Sig never hit it big. Probably the reason for its less than stellar popularity had been its cost which means police departments couldn’t afford them which in turn means the public has limited awareness of them.
The Sig was the gun I wanted at that time despite its hefty price. Much to my dismay, a few years later the retail price of the P228 dropped. Up to that time, it was the only gun that I had bought that dropped in price.
The alloy frame gun came with Trijicon night sights. The slide consisted of heavy sheet metal with a machined breech block pinned in place. Despite this cheap sounding manufacturing technique, the gun oozed quality. This same method of manufacturing the heavier recoiling 229 40 S&W would not work and in turn 229 slides were machined from a single block of steel.

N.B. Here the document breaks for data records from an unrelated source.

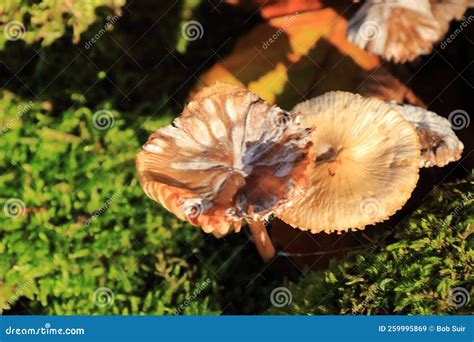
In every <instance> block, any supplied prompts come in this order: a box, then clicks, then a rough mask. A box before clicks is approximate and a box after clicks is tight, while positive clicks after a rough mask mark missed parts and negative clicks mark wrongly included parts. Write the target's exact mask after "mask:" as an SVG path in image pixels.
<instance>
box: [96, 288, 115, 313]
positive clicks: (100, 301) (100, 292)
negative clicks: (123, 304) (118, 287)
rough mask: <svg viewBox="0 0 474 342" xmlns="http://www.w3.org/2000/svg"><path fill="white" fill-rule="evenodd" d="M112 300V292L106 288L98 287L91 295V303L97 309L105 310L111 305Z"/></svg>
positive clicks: (111, 290) (108, 288) (113, 298)
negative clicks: (91, 303)
mask: <svg viewBox="0 0 474 342" xmlns="http://www.w3.org/2000/svg"><path fill="white" fill-rule="evenodd" d="M114 300H115V295H114V292H113V291H112V290H111V289H109V288H108V287H99V288H98V289H97V290H95V291H94V293H93V294H92V301H93V302H94V305H95V306H98V307H99V308H105V307H106V306H109V305H112V304H113V303H114Z"/></svg>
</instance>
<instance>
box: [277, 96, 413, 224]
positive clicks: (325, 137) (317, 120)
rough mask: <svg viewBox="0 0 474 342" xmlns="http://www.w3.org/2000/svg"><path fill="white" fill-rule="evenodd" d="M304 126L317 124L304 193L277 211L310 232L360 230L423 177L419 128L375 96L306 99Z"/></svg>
mask: <svg viewBox="0 0 474 342" xmlns="http://www.w3.org/2000/svg"><path fill="white" fill-rule="evenodd" d="M292 112H294V113H296V112H301V113H304V116H303V119H302V124H303V125H304V126H306V127H308V128H313V127H315V128H314V130H313V131H312V133H311V140H312V144H313V145H312V146H311V147H310V150H309V152H308V156H307V158H308V159H309V160H310V163H309V166H308V169H307V177H308V178H309V180H310V182H311V185H310V187H309V188H308V189H306V190H305V195H304V196H302V197H300V198H298V199H296V200H294V201H293V203H292V206H291V207H289V208H285V210H284V211H282V212H281V213H279V215H278V216H279V217H280V218H281V219H282V220H283V221H285V222H286V223H288V224H290V225H292V226H294V227H297V228H300V229H302V230H310V231H311V232H312V233H318V232H321V231H325V232H327V233H331V232H341V231H348V230H349V229H353V230H355V229H362V228H364V227H365V226H366V225H369V224H373V223H376V222H380V221H383V220H385V219H387V218H388V217H389V216H391V215H393V214H394V213H395V212H396V211H397V210H399V209H400V208H401V207H402V206H403V205H404V204H405V202H406V201H407V200H408V198H409V197H410V195H411V193H412V191H413V189H414V188H415V186H416V183H417V180H418V171H419V168H418V165H419V158H420V151H419V141H418V136H417V134H416V131H415V129H414V126H413V125H412V124H410V123H409V122H408V121H406V120H405V119H404V118H403V117H402V116H401V115H400V114H399V113H398V112H397V111H396V110H394V109H392V108H391V107H390V106H389V105H388V104H386V103H385V102H383V101H381V100H378V99H376V98H364V97H362V96H360V95H357V94H352V93H346V92H340V91H337V92H329V93H326V94H324V95H322V96H319V97H316V98H313V99H311V100H308V101H305V102H302V103H300V104H298V105H296V107H295V108H293V110H292Z"/></svg>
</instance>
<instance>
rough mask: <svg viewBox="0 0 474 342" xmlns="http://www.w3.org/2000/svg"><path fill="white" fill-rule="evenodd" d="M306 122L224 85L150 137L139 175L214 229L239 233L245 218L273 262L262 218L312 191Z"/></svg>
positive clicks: (150, 187)
mask: <svg viewBox="0 0 474 342" xmlns="http://www.w3.org/2000/svg"><path fill="white" fill-rule="evenodd" d="M299 121H300V115H299V114H297V113H288V112H286V111H284V110H282V109H280V108H278V107H276V106H271V105H269V104H268V103H266V102H265V101H263V100H262V99H261V98H259V97H258V96H257V95H256V94H254V93H252V92H250V91H248V90H246V89H242V88H239V87H235V86H231V85H226V84H221V83H217V84H215V85H214V86H211V87H208V88H205V89H203V90H202V91H200V92H199V93H197V94H196V96H195V97H194V99H193V100H192V101H191V102H189V103H188V104H187V106H186V107H185V108H184V110H183V112H182V114H181V116H180V117H178V118H176V119H175V120H174V121H173V123H172V124H170V125H168V126H166V127H163V128H160V129H158V130H157V131H155V132H153V133H152V134H151V136H150V137H149V139H148V141H147V142H146V144H145V145H144V146H143V148H142V150H141V151H140V152H139V153H138V156H137V158H136V165H137V173H138V179H139V181H140V184H141V186H142V188H143V190H144V191H145V193H146V194H147V195H148V196H149V197H150V198H151V199H153V200H155V201H156V202H158V203H160V204H161V205H162V206H163V207H165V208H166V209H167V210H169V211H171V212H173V213H174V214H175V215H176V216H178V217H179V218H180V219H182V220H186V221H188V222H189V223H191V224H192V225H196V226H201V227H202V229H203V230H204V231H205V232H207V233H213V234H214V235H216V236H223V235H225V234H227V233H228V232H229V231H232V230H235V231H236V232H238V231H239V230H240V227H241V223H242V220H244V219H245V220H246V221H248V222H249V228H250V231H251V233H252V236H253V239H254V242H255V244H256V245H257V249H258V250H259V252H260V254H261V256H262V258H263V259H264V260H265V261H267V260H269V259H270V258H271V257H273V256H274V255H275V249H274V247H273V244H272V243H271V240H270V239H269V237H268V233H267V232H266V229H265V226H264V224H263V221H264V220H265V219H267V218H268V216H269V215H271V214H272V213H273V212H275V211H277V210H278V209H282V208H284V207H285V206H287V205H289V204H290V203H291V201H292V199H293V198H295V197H296V196H298V195H299V191H302V189H304V188H305V184H304V183H305V182H306V179H305V177H303V176H302V175H303V173H304V169H305V167H306V164H305V163H306V159H305V158H304V157H305V154H306V153H307V150H308V148H309V130H308V129H305V128H304V127H303V126H301V125H300V124H299Z"/></svg>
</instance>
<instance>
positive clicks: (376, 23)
mask: <svg viewBox="0 0 474 342" xmlns="http://www.w3.org/2000/svg"><path fill="white" fill-rule="evenodd" d="M381 32H382V30H381V28H380V25H379V23H378V22H376V21H372V20H367V21H365V22H364V23H363V24H362V25H361V26H360V28H359V32H358V34H360V35H361V37H362V39H363V40H364V41H372V40H375V39H377V38H379V37H380V34H381Z"/></svg>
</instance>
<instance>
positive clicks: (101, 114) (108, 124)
mask: <svg viewBox="0 0 474 342" xmlns="http://www.w3.org/2000/svg"><path fill="white" fill-rule="evenodd" d="M114 122H115V118H114V115H113V114H112V112H111V111H109V110H106V109H101V110H98V111H97V112H95V113H94V115H92V124H93V125H94V127H95V128H97V129H98V130H99V131H103V130H106V129H108V128H111V127H113V125H114Z"/></svg>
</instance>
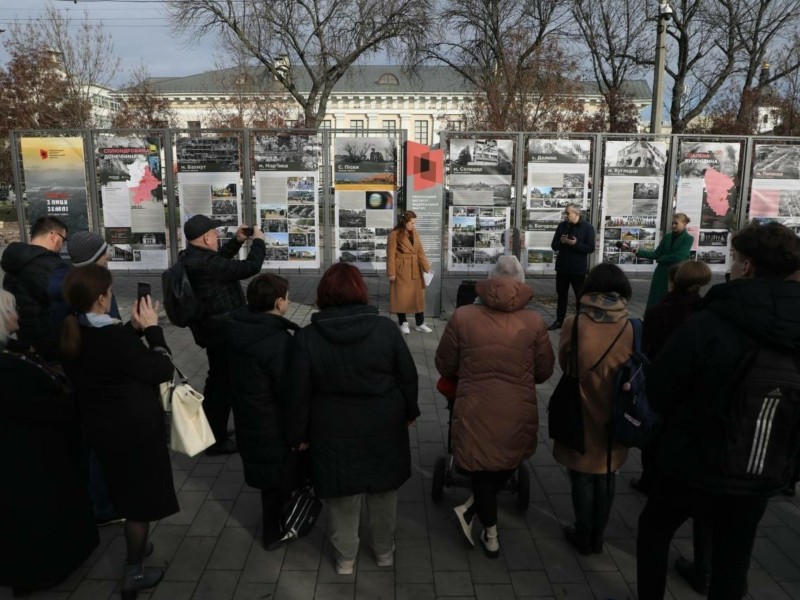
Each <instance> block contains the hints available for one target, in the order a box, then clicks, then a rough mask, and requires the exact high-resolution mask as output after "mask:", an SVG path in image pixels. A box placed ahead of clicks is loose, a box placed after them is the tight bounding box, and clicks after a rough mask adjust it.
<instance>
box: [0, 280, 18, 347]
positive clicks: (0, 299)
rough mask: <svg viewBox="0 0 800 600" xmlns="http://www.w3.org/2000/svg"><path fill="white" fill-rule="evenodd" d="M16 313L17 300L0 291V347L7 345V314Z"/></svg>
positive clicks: (13, 297) (10, 295)
mask: <svg viewBox="0 0 800 600" xmlns="http://www.w3.org/2000/svg"><path fill="white" fill-rule="evenodd" d="M16 312H17V300H16V298H14V295H13V294H11V293H10V292H7V291H5V290H0V347H3V346H5V345H6V343H8V338H9V336H10V335H11V332H10V331H8V327H7V326H6V319H7V317H8V315H9V314H11V313H14V314H16Z"/></svg>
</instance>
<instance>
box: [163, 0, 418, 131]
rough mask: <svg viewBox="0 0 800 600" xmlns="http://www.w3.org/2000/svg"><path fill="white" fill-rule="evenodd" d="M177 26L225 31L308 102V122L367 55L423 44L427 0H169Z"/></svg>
mask: <svg viewBox="0 0 800 600" xmlns="http://www.w3.org/2000/svg"><path fill="white" fill-rule="evenodd" d="M167 4H168V6H169V9H170V13H171V16H172V22H173V24H174V26H175V28H176V29H177V30H178V31H179V32H181V33H184V34H190V35H199V36H203V35H206V34H209V33H212V32H219V33H221V34H222V36H223V37H224V38H227V39H228V40H229V41H232V42H234V43H236V44H237V45H238V46H239V47H240V48H241V50H242V52H244V53H245V54H246V55H247V56H250V57H252V58H253V59H254V60H256V61H257V62H258V63H259V64H261V65H263V66H264V67H265V68H266V70H267V71H269V73H270V75H271V76H272V77H274V78H275V79H276V80H277V81H278V82H280V83H281V84H282V85H283V87H284V88H285V89H286V91H287V92H288V94H289V95H290V96H291V97H292V98H294V100H295V101H296V102H297V103H298V104H299V105H300V107H301V108H302V110H303V116H304V121H305V126H306V127H310V128H313V127H316V126H317V124H318V123H319V122H320V121H321V120H322V118H323V117H324V115H325V113H326V110H327V104H328V98H329V97H330V94H331V93H332V92H333V88H334V86H335V85H336V83H337V82H338V81H339V80H340V79H341V78H342V76H343V75H344V74H345V73H346V72H347V70H348V69H349V68H350V67H351V66H352V65H353V64H354V63H356V61H358V60H359V59H362V58H365V57H368V56H370V55H373V54H375V53H376V52H378V51H381V50H384V51H395V52H398V51H400V49H401V48H402V47H403V46H404V45H407V44H411V45H416V44H420V43H422V42H421V40H423V39H424V38H425V36H426V35H427V33H428V23H429V14H430V5H429V3H427V2H425V1H424V0H316V1H315V2H307V1H306V0H249V1H246V2H242V1H238V0H167Z"/></svg>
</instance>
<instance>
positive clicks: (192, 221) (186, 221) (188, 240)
mask: <svg viewBox="0 0 800 600" xmlns="http://www.w3.org/2000/svg"><path fill="white" fill-rule="evenodd" d="M210 229H214V222H213V221H212V220H211V219H209V218H208V217H207V216H205V215H195V216H193V217H192V218H191V219H189V220H188V221H186V223H184V224H183V235H184V236H186V241H188V242H191V241H192V240H196V239H197V238H199V237H200V236H202V235H203V234H205V233H206V232H207V231H209V230H210Z"/></svg>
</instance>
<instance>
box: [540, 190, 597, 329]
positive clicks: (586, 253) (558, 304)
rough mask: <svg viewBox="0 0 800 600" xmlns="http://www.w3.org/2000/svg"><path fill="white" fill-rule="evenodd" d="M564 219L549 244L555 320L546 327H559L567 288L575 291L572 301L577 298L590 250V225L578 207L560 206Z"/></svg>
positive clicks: (561, 317) (579, 207)
mask: <svg viewBox="0 0 800 600" xmlns="http://www.w3.org/2000/svg"><path fill="white" fill-rule="evenodd" d="M564 215H565V216H566V219H565V220H564V221H562V222H561V223H560V224H559V226H558V228H556V233H555V235H553V242H552V243H551V244H550V247H551V248H552V249H553V250H555V251H556V252H558V256H557V257H556V296H557V304H556V320H555V321H553V324H552V325H550V327H548V329H549V330H550V331H554V330H556V329H561V325H563V323H564V319H565V318H566V316H567V302H568V301H569V288H570V286H572V292H573V293H574V294H575V302H576V303H577V302H578V298H580V295H581V290H582V289H583V282H584V281H586V273H587V272H588V270H589V261H588V260H587V258H588V256H589V255H590V254H591V253H592V252H594V227H592V224H591V223H589V222H588V221H585V220H584V219H583V218H581V208H580V206H578V205H577V204H568V205H567V207H566V208H565V209H564Z"/></svg>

At the time, I believed the P228 would be a keeper for life and I had it sent off to Robar for the NP3 finish. The finish appeared to do the job of providing corrosion protection for the gun but the job was not done right the first time. The breech face may not have been properly prepared as I had noticed a small sliver of finish stripped near the firing pin after firing a few rounds.
To be candid I really didn’t like the feel of the NP3 finish as I felt it was too slippery for the grip and the grip on the 228 was already on the blocky side, which didn’t help matters.
The P228 would be the first gun that I purchased that used double stack magazines and I was curious how that would affect feed reliability. The P228 was 100% reliable and never had a failure to feed through several hundred rounds. It was also a very accurate gun, maybe because I focused on getting good groups and “willed” the gun to get good groups. The double action trigger was smooth and relatively lightweight but it seemed somewhat disconnected, kind of like driving a car with power steering that doesn’t provide enough road feel.
I enjoyed shooting the Sig but with time I became concerned with it getting dinged up and it was relegated to the status of safe queen. I ended showing a friend my collection and he in turn bought the 228 along with the Milt Sparks IWB Executive holster from me. I miss the quality of both the P228 and the holster but passing both along in the long run was the right thing to do.